カテキンは、抗酸化作用や抗菌・抗ウイルス作用、コレステロール改善作用や血糖値の上昇を抑える効果をもつといわれています。

ポリサッカライドは、多糖類の一種で、インスリンと同じような働きをして血糖値の上昇を抑える効果があるとして注目されている成分です。血糖値が抑制され、糖尿病の予防や腎不全、緑内障などの合併症を未然に防ぐ効果が期待されると言われています。また、ポリサッカライドを構成するアラビノースが消化酵素の働きを抑え、体脂肪が燃焼されるのを助けると言われています。ポリサッカライドを構成するリボースは、早く吸収され、疲れにくい体作りや、筋肉の能力を高める効果があると言われています

秋冬番茶には、このポリサッカライドが他の時期に摘み採った茶葉より多く含まれています。ただ、ポリサッカライドは熱に弱いため、冷水で淹れることが効果を上げるポイントです。

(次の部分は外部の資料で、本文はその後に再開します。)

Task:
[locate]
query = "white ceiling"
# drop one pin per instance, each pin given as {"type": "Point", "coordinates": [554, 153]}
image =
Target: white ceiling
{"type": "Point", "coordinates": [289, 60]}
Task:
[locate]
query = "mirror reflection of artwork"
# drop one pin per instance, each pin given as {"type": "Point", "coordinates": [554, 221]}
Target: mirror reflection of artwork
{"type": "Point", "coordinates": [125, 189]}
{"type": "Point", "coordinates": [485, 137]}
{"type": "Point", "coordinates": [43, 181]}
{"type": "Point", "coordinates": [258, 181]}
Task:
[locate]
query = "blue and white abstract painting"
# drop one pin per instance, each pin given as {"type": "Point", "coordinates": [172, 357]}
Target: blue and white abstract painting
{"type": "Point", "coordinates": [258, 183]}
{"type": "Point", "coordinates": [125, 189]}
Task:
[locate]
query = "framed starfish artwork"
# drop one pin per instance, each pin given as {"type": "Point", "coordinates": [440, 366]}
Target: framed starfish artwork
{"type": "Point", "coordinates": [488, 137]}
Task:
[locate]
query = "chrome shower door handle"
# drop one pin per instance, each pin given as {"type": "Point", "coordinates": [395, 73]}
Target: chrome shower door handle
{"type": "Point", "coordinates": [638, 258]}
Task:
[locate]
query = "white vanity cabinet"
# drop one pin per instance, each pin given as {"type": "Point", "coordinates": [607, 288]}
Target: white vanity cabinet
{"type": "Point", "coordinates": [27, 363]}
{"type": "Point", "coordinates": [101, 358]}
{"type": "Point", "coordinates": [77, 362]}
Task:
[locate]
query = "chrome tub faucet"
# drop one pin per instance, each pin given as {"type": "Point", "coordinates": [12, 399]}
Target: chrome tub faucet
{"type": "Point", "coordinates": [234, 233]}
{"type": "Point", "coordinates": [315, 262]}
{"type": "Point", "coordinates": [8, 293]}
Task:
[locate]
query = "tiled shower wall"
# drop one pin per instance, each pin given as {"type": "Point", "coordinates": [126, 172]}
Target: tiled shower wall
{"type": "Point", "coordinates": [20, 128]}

カテキンとポリサッカライドの健康成分をより多く抽出するためには、水の温度が重要となってきます。一度に両方の成分を抽出するのは厳しいですが、場面によって淹れ分けたりしてもよいですね。カテキンたっぷりの秋番茶を楽しむのなら、80℃位のお湯で抽出し、ポリサッカライドたっぷりの秋番茶を楽しむのであれば冷水で3時間以上水出したものがおすすめです。

下級茶のイメージがなんとなくある番茶ですが、飲んでみると良いことだらけの万能茶。ぜひ一度試してみてはいかがでしょうか?